With the swearing in of San Francisco interim Sheriff Vicki Hennessy on Wednesday, Mayor Ed Lee hoped to steer the city clear of the sideshow of embattled Sheriff Ross Mirkarimi’s domestic violence case.
“It’s been my intention and I believe the intention of the rest of the city to get to work,” said Lee immediately after administering the oath of office to Hennessy.
But despite Lee’s intentions to avoid distraction, the city’s murkiest days may lie ahead.
Just before the swearing-in, the city served Mirkarimi with misconduct charges, officially suspending him from the office he’s held since January. The move sets in motion the legal and political maneuvering likely to foreshadow a spectacle unlike the city has ever witnessed.
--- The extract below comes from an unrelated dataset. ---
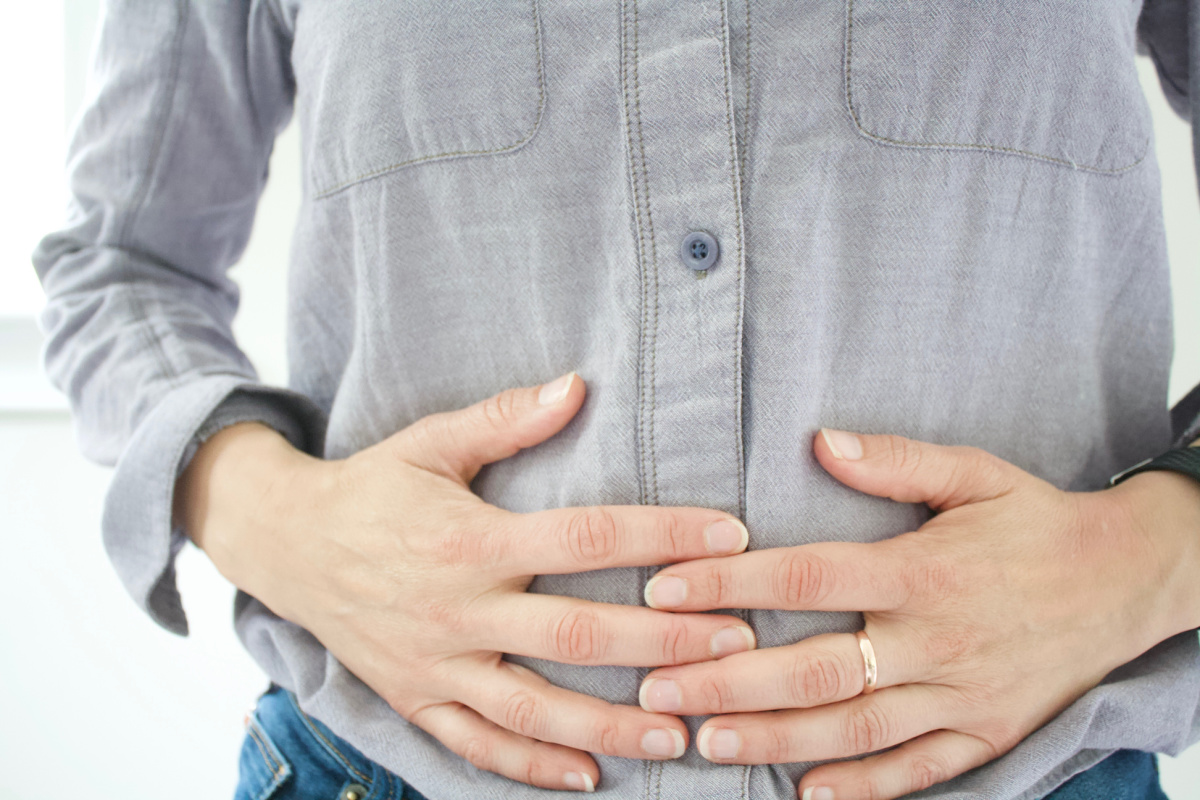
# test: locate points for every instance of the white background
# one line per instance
(95, 699)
The first stop on the Mirkarimi express is before the city’s Ethics Commission. The five-member board will hear the case for Mirkarimi’s permanent removal from the job as Sheriff. John St. Croix, Executive Director of the commission said a public hearing could take place as soon as five days after the charges were served, though it will more likely be weeks. St. Croix expects the hearing to take place in early April.
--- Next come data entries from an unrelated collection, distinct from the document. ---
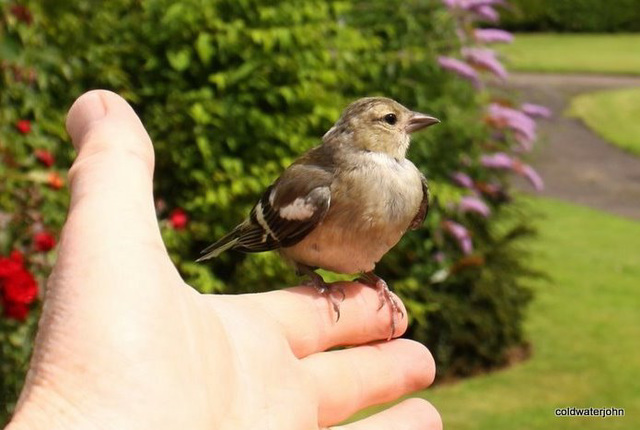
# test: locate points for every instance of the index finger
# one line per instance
(309, 322)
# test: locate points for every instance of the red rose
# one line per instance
(9, 266)
(44, 241)
(17, 311)
(18, 287)
(55, 181)
(24, 126)
(45, 157)
(21, 287)
(178, 219)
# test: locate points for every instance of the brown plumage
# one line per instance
(342, 205)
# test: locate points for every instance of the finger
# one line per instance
(309, 321)
(352, 379)
(111, 204)
(411, 414)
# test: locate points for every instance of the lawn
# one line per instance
(614, 115)
(570, 53)
(584, 326)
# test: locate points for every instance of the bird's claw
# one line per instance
(384, 295)
(325, 289)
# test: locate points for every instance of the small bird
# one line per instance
(343, 204)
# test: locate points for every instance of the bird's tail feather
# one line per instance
(226, 242)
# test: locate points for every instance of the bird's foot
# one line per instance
(384, 295)
(325, 289)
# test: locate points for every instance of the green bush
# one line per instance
(590, 16)
(231, 92)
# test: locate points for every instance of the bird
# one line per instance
(343, 204)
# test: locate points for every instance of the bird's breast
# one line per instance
(372, 205)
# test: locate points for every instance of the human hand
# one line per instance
(124, 343)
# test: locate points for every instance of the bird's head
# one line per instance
(378, 124)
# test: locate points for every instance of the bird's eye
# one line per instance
(390, 118)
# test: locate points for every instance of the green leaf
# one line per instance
(180, 59)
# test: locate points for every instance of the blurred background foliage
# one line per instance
(578, 16)
(231, 91)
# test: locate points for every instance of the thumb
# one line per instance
(111, 208)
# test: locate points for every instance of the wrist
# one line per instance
(46, 411)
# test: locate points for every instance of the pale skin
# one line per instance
(124, 343)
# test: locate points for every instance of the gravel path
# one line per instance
(576, 164)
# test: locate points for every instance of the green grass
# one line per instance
(588, 53)
(614, 115)
(584, 326)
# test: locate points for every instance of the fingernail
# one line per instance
(88, 108)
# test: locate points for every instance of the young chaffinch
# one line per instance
(342, 205)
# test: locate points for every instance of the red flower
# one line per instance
(22, 13)
(55, 181)
(17, 311)
(44, 241)
(18, 287)
(45, 157)
(178, 219)
(24, 126)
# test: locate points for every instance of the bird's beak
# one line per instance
(419, 121)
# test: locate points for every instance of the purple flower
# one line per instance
(525, 144)
(459, 67)
(470, 4)
(461, 234)
(492, 35)
(513, 119)
(536, 111)
(439, 257)
(474, 204)
(486, 59)
(463, 180)
(486, 13)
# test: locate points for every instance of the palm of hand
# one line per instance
(124, 343)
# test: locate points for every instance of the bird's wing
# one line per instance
(424, 206)
(287, 211)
The hearing would last at least a day, he said. The corruption case against former San Francisco Supervisor Ed Jew lasted two days.
The commission has yet to determine the format for Mirkarimi’s hearing. It may include witnesses and evidence, such as the now-infamous videotape of Mirkarimi’s wife Eliana Lopez reportedly showing her bruised arm to neighbor Ivy Madison.
The five-member Ethics Commission, mostly made-up of attorneys, would then forward its recommendation on whether or not Mirkarimi should be removed to the Board of Supervisors, where Mirkarimi served two terms. No matter which way the Ethics Commission decides, the final decision ends up with the board.
“The train has left the station and is barreling down the tracks,” said Democratic Strategist and former Mayor Gavin Newsom spokesman, Nathan Ballard.
Ballard said the hearing before the supervisors sets-up an unusual political scenario.
“The Board of Supervisors will be the judge and jury for Ross Mirkarimi,” said Ballard, “their old colleague, and in many cases, their own friend.”
Ballard expects the board hearing to become a spectacle, minus many of the rules of a traditional court.
“In a case that will have certain ground rules,” said Ballard, “but not the strict rules that you’re going to see in a court of law.”
St. Croix said once the board receives the case, supervisors will have 30 days to render their decision. Because the city’s charter doesn’t lay out a specific format for such hearings, the board will have some wiggle room on how to format its proceedings.
Again, the videotape of Eliana Lopez could possibly become evidence. It would take nine of the eleven supervisors to pass a permanent ousting of Mirkarimi.
Already adding some spice to the mix, is word Mirkarimi may seek a court injunction to try and delay his suspension. Calls to his new attorney, David Waggoner were not returned.
Whatever the outcome, it’s clear that even as Mayor Lee tries to veer the city’s official tires back on track, a twisty and vicious road lays ahead.